Kentte küreselleşmenin de etkisiyle birlikte çeşitli toplumsal grupların yaşam alanlarının sınırlarının belirgin biçimde ayrılmasıyla birlikte tüketim mekanında da bu şekilde bir ayrımdan bahsedebiliriz. “En azından görüntüde kentli kalıbı olmayana dev

alışveriş merkezlerinin kapısı kapalı sanki. Buralar, esasen kentin ortasından geçen o görünmez kesin çizgiyi çeken mekanların başında geliyor: Köylüye geçit yok; taşralı kendini gizleyebilirse ne ala... Hoş, tartı sadece kılıkla yapıldığından gözlemek o kadar zor değil. Çizginin ötesinde kalanlar ise Kapalıçarşı' da, Mahmutpaşa' da dolanacaklar artık” (Uğur, 2002: 132). Bireyin farklı olmaya çalışmasında alışveriş merkezleri köprü görevi görür. Tüketim tabakalaşma göstergesi olarak bir işlev görmesi mümkündür. Üst sınıfların gitmeyi tercih ettiği alışveriş merkezleri ile alt sınıfa mensup kişilerin tercih ettiği alışveriş merkezi birbirinden farklılık arzeder.
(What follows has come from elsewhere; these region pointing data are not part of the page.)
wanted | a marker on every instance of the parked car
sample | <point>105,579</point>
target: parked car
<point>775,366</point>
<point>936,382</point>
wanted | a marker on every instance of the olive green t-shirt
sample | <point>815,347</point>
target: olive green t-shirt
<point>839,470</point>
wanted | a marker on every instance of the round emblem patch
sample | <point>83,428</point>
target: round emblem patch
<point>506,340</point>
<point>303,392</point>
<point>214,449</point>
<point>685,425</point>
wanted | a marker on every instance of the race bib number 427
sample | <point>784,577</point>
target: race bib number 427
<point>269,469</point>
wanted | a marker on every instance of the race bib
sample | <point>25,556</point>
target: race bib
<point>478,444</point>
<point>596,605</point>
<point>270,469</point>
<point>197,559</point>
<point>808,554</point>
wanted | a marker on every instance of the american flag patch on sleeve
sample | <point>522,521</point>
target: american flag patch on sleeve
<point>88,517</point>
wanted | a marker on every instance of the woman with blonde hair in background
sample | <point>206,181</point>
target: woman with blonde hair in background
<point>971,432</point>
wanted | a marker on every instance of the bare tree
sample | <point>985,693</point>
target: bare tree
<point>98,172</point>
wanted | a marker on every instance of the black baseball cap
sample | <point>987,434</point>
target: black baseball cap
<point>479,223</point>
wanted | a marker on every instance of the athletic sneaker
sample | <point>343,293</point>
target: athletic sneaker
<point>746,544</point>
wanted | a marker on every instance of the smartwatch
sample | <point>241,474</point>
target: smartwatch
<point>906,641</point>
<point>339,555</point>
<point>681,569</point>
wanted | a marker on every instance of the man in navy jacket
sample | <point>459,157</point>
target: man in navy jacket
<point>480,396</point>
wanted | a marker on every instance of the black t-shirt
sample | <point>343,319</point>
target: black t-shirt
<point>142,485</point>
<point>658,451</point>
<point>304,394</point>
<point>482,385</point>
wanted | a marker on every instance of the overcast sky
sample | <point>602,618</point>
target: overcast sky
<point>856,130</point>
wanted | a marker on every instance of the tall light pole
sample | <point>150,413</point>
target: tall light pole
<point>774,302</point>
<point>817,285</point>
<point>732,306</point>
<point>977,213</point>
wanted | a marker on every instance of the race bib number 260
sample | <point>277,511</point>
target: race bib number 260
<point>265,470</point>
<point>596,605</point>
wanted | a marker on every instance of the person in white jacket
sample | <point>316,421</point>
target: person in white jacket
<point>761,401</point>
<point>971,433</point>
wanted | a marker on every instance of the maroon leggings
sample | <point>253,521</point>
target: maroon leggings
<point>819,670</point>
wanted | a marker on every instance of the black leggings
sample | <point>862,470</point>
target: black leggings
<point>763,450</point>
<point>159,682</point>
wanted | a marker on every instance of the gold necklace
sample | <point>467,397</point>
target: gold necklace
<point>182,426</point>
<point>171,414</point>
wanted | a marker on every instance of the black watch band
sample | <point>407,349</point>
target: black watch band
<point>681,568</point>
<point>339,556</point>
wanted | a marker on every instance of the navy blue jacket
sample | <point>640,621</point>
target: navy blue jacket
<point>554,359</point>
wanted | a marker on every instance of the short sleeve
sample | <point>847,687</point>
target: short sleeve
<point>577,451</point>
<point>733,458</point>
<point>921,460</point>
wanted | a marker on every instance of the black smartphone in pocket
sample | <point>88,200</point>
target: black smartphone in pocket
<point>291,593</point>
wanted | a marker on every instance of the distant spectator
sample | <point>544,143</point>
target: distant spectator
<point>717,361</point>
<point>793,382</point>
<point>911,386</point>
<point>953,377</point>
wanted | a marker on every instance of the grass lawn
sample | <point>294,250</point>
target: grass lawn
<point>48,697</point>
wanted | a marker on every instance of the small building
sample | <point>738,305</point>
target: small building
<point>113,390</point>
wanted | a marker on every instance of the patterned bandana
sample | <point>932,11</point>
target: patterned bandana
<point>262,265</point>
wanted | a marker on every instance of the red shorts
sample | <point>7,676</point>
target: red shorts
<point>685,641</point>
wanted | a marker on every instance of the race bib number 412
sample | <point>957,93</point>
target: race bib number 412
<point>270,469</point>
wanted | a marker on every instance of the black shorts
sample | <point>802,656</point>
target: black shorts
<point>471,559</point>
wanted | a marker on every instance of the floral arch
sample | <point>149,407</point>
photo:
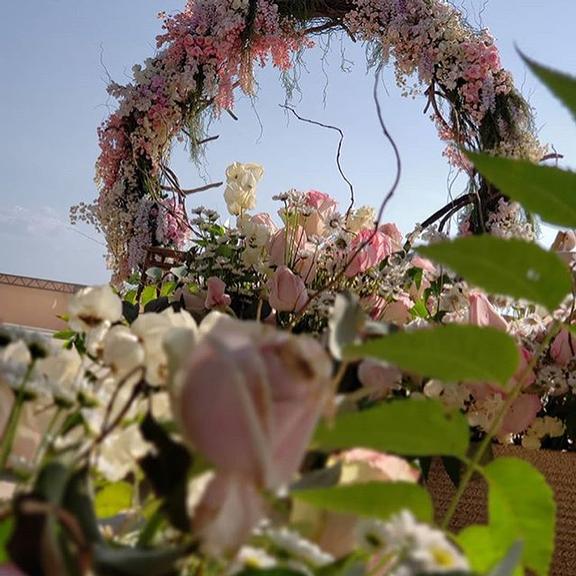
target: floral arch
<point>210,49</point>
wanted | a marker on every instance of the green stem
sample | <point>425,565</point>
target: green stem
<point>487,440</point>
<point>12,426</point>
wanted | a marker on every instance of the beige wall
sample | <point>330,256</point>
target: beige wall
<point>34,303</point>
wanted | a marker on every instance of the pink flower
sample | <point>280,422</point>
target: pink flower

Bu noktada Akmerkez'e giden kitle ile diğer bir alışveriş merkezine giden kitle birbirinden farklıdır.

Alışveriş merkezi kent mekanını bir mekan içine sığdırmaya çalışır. Alışveriş merkezindeki kent mekanı kentten kopmuş bir şekildedir. Çünkü burada kurulan ilişkiler önceden nasıl olması gerektiği hesaplanmış, düzenlenmiş ilişkilerdir, kentten sosyal olarak ayrışmıştır. Aslında sosyal ilişki kurmayı gerektirecek şeylerle de karşılaşılması önlenmiştir. Bunun yanı sıra şatafatlı, görkemli yapısıyla birlikte görsel olarak da kentten ayrılır. Alışveriş merkezi bu haliyle kent simülasyonunu andırır. Kentsel mekan olarak alışveriş merkezini dönemden döneme devri ya da zamana direnç gösterme gibi bir sorumluluğu, misyonu yoktur. Tarihselleşmesini engelleyen şeyler; tarih ile bağı ortadan kaldıran bir anlayış söz konusudur. Alışveriş merkezinde geçmişi hatırlatacak şeylerle karşılaşmayız, mesela antika dükkanı, nostaljik bir takım şeyler... gibi. Güncelliğe, yeniliğe, şimdi'ye önem verilir.